3 Sudut pandang third-person-limited atau diian maha tahu Di dalam sudut pandang diaan-mahatahu, pengarang berada di luar cerita,
dan biasanya pengarang hanya menjadi seorang pengamat yang maha tahu, bahkan mampu berdialog langsung dengan pembaca.

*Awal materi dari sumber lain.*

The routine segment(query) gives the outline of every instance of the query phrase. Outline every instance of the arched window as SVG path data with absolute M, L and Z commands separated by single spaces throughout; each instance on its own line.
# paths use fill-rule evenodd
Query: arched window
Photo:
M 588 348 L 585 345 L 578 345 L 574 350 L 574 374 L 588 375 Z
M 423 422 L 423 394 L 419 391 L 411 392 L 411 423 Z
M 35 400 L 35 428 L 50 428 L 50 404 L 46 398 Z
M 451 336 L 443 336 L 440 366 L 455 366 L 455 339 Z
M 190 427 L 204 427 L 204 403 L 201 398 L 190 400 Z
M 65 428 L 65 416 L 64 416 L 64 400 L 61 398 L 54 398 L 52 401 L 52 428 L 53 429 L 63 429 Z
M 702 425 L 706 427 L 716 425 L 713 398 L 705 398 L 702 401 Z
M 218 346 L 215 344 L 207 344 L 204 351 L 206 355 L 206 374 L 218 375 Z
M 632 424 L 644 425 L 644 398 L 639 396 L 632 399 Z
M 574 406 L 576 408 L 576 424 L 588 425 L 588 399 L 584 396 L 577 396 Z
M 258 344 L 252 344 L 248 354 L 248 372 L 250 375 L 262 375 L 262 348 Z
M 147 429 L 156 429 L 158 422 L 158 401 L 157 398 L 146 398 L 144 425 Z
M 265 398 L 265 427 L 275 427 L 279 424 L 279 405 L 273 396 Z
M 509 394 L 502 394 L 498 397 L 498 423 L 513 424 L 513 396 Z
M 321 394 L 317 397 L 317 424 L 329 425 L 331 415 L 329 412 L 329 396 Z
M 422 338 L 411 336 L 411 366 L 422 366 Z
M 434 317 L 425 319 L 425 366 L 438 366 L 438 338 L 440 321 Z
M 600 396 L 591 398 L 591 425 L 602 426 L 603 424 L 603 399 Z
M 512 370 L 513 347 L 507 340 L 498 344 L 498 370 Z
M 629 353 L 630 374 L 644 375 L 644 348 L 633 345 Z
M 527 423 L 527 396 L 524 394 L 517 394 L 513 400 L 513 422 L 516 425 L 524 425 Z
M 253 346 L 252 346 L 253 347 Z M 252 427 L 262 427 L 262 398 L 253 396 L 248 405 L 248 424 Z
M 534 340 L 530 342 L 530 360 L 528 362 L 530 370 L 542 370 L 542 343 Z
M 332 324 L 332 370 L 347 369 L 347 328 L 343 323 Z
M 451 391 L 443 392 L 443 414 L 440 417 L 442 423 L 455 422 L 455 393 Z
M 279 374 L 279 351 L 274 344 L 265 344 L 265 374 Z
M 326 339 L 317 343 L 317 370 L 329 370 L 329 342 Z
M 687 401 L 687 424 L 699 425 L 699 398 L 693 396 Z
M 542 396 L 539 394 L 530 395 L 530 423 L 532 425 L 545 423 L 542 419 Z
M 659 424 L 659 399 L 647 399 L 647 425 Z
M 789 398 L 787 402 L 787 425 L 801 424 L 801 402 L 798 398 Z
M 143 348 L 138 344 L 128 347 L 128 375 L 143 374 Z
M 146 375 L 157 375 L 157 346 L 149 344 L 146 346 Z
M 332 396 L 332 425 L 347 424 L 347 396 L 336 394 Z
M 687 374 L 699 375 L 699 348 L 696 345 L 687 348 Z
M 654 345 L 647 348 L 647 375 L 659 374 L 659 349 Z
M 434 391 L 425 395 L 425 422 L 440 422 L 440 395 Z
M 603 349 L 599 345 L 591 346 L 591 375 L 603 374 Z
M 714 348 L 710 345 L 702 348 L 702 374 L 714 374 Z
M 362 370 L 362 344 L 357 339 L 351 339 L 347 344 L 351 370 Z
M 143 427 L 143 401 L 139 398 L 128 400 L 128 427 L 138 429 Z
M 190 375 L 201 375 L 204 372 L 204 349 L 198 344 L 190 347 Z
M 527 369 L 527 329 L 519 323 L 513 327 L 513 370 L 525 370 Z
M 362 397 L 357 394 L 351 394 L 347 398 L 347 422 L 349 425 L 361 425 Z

4 Sudut pandang third-person-omniscient atau diaan terbatas Dalam diaan-terbatas pengarang mempergunakan orang ketiga sebagai
pencerita yang terbatas hak berceritanya. Di sini pengarang hanya menceritakan apa yang dialami oleh tokoh yang dijadikan tumpuan cerita.
c Gaya dan Nada
Sumardjo 1986: 92 menyatakan gaya adalah cara khas pengungkapan seseorang. Cara bagaimana seseorang pengarang memilih tema, persoalan,
meninjau persoalan dan menceritakannya dalam sebuah cerpen. Gaya merupakan cara pengungkapan seorang yang khas bagi seorang pengarang. Secara sederhana,
gaya dapat didefinisikan sebagai cara pemakaian bahasa yang spesifik oleh pengarang. Unsur-unsur yang membangun gaya seorang pengarang meliputi diksi,
imajeri dan sintaksis. Sedangkan nada sebuah fiksi merupakan ekspresi sikap. Nada dalam karya fiksi merupakan kualitas gaya yang memaparkan sikap
pengarang terhadap masalah yang dikemukakan dan juga terhadap pembaca karyanya Sayuti, 2000: 173-177.
3 Tema
Stanton dalam Nurgiyantoro, 2012: 25 mengemukakan tema adalah sesuatu yang menjadi dasar cerita. Ia selalu berkaitan dengan berbagai
pengalaman kehidupan. Dalam hal tertentu, sering tema dapat disinonimkan dengan ide atau tujuan utama cerita. Sejalan dengan pendapat tersebut, Sumardjo
1986: 56 menyatakan tema adalah ide sebuah cerita. Tema tidak perlu selalu berwujud moral, atau ajaran moral. Tema bisa hanya berwujud pengamatan
pengarang terhadap kehidupan.
Sayuti 2000: 190 menjelaskan tema lebih merupakan sejenis komentar terhadap subjek atau pokok masalah, baik secara eksplisit maupun implisit. Jadi,
di dalam tema terkandung sikap pengarang terhadap subjek atau pokok cerita. Lebih lanjut Haryamawan dalam Wiyatmi, 2009: 49 mengemukakan tema
merupakan rumusan intisari cerita sebagai landasan idiil dalam menentukan arah tujuan cerita. Dari pendapat diatas, dapat disimpulkan tema adalah ide atau
gagasan yang menjadi landasan dalam menentukan arah tujuan cerita.